Background: Studies in the digestive tract often required precision quantification of intestinal volume to observe the effect of certain intervention/condition. Application of stereological methods could bring unbiased and accurate results but commercially computer-assisted systems are not widely available. ImageJ-FIJI is an open source software, which could become an alternative choice in the stereological measurement process.
Aim: This study describes simple stereological quantification methods during volume estimation of jejunum-ileum intestinal layers of the rats using a light microscope and ImageJ-FIJI stereological tool.
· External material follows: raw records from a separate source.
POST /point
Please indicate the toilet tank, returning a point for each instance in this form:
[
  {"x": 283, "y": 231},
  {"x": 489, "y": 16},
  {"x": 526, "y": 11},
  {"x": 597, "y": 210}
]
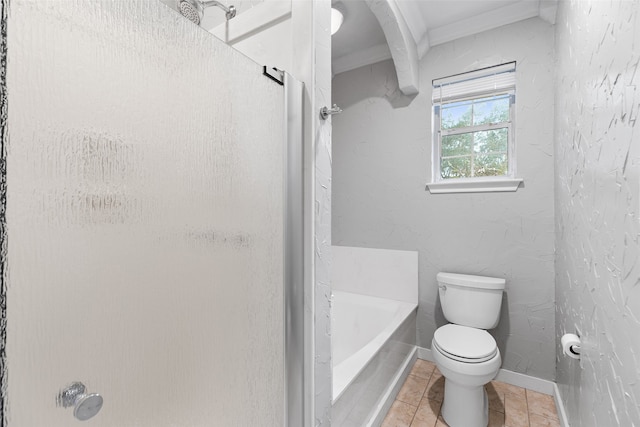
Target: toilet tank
[{"x": 472, "y": 301}]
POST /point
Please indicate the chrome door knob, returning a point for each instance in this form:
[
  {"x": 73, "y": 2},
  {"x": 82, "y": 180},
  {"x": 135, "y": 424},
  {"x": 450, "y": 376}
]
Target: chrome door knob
[{"x": 85, "y": 405}]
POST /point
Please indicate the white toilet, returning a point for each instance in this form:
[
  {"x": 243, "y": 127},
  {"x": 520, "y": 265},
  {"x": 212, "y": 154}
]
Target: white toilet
[{"x": 465, "y": 353}]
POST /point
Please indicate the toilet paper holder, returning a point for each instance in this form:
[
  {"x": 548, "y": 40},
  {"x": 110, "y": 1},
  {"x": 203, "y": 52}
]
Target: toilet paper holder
[{"x": 571, "y": 345}]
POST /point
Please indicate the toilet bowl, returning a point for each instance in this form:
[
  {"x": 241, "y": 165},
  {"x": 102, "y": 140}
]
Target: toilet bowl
[
  {"x": 466, "y": 371},
  {"x": 464, "y": 352}
]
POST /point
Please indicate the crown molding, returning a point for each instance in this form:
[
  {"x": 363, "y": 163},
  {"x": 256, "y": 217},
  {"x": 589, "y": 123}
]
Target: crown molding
[
  {"x": 361, "y": 58},
  {"x": 515, "y": 12}
]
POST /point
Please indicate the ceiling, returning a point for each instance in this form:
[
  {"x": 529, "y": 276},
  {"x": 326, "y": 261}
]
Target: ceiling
[
  {"x": 362, "y": 40},
  {"x": 377, "y": 30}
]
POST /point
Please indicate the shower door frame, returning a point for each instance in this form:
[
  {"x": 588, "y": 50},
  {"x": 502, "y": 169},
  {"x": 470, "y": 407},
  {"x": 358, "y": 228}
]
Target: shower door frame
[{"x": 294, "y": 239}]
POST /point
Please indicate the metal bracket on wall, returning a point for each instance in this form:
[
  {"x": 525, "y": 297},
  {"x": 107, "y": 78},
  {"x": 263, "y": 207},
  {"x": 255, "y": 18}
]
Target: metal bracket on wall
[
  {"x": 274, "y": 74},
  {"x": 325, "y": 112}
]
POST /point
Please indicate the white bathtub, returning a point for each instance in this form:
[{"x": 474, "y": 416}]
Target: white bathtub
[{"x": 361, "y": 325}]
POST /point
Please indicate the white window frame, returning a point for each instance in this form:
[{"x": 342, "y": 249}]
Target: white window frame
[{"x": 491, "y": 81}]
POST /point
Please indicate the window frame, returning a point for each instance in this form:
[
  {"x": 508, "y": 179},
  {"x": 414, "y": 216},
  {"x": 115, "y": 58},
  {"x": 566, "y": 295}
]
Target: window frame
[{"x": 507, "y": 182}]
Material And Methods: Six 3-months old male Sprague-Dawley rats were terminated and jejunum-ileum was harvested after perfusion. After removal of intestinal luminal content, whole jejunum-ileum weight was measured. The organ was sampled as 6-10 slabs of 1 cm length in a systematic uniformed random sampling manner. Slabs were cut longitudinally at random angles before flattened and put on filter papers for subsequent tissue processing into 2-3 paraffin blocks. One section of 3 μm thick was sampled from each block, stained using toluidine blue and documented using a light microscope connected to a microstepper apparatus. The volume of the intestinal layers was estimated using a point-counting grid on Image J-FIJI software.
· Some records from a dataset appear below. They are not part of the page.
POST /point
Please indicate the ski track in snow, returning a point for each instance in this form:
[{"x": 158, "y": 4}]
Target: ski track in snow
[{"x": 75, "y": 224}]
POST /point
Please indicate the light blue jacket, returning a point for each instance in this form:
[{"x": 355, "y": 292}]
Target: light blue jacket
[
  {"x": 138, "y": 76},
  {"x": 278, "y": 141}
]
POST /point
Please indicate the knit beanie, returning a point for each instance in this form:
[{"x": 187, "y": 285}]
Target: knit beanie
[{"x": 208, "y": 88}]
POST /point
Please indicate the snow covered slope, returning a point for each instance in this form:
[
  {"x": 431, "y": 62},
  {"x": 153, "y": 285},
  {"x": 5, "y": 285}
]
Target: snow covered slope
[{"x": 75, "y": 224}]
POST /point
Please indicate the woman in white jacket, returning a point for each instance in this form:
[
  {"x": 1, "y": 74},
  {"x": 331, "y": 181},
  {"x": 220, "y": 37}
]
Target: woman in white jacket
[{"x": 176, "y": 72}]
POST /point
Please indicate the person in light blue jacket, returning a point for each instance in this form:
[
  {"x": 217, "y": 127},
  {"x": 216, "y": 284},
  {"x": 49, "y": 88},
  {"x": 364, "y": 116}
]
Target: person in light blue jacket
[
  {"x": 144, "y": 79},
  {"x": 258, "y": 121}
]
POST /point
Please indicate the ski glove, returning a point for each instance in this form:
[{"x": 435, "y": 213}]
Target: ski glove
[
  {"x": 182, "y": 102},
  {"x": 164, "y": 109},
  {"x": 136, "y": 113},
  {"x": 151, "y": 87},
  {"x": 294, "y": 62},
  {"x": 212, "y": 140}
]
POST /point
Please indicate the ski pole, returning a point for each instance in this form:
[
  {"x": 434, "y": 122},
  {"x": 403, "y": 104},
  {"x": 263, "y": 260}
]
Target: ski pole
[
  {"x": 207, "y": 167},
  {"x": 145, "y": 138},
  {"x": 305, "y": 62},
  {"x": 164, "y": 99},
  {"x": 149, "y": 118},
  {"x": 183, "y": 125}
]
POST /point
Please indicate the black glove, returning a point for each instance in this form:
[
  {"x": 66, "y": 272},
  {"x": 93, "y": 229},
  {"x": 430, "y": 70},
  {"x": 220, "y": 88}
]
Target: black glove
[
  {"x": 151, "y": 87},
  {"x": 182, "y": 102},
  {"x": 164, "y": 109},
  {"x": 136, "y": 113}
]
Result: We compared two sets of counting methods i.e. minimal counting (MC) and rigorous counting (RC) approaches that differ in their respective a/p value. Quantification using RC approach resulted in significantly higher estimated volume of tunica submucosa and tunica muscularis while having more preferable stereological accuracy parameters (CE<5% & CV<10%).
Conclusion: Although it required longer counting time, rigorous approaches resulted in higher accuracy while still within the range of rule of thumb criteria of 0.2 < CE/CV < 0.5.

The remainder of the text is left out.